The sale of a re-opened 10-year bond which closed on Wednesday, fetched Sh30.5 billion against a target of Sh20 billion with investor bids at Sh55.5 billion, representing a 277.88 percent performance rate.
Investors in the paper first issued in February this year, paid a premium price of Sh103.0905 to the par value of Sh100 to lock in the 16-percent coupon on offer, an indication of high demand for the bond.
The weighted average rate of accepted bids was at 15.8553 percent, falling below the paper’s coupon. Bond prices have an inverse relationship to yields where higher prices contrast to a lower yield on a security.
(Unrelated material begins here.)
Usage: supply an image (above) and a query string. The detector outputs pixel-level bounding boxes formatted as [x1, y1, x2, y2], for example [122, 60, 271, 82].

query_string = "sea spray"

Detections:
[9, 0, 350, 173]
“The issue’s subscription rate shows a resolve by investors to lengthen their bond duration, in a bid to lock in current high yields given that interest rates are on a declining trend,” noted analysts at Sterling Capital in a fixed income note.
The government raised Sh25.7 billion earlier from a re-opened 10-year and 15-year bond against a target of Sh25 billion from bids of Sh33 billion.
The two re-opened bonds which were first issued in February 2023 and April 2022 respectively, were sold at a discount of Sh95.2760 and Sh88.3760 respectively to the par value.
The weighted average rate of accepted bids was higher than the papers' coupon at 15.9724 percent and 16.2986 percent, in contrast to coupons of 14.1510 and 13.9420 percent respectively.
The rate of return earned by investors does not match the coupon since the Central Bank of Kenya offers a discount or premium when reopening a security in an environment where rates are rising or falling.
The low rate of acceptance by the CBK on all three re-opened bond auctions is representative of the bank’s taming of aggressive bidding to lower borrowing costs for the government even as the exchequer faces high budget requirements.
Investors have marked a mild switch to long-term bonds with an eye to lock in high yields as domestic interest rates continue to fall.
Bids on Treasury bills have however consistently exceeded subscriptions on bonds in recent weeks revealing investor jitters on risks to increased fiscal deficits by the government.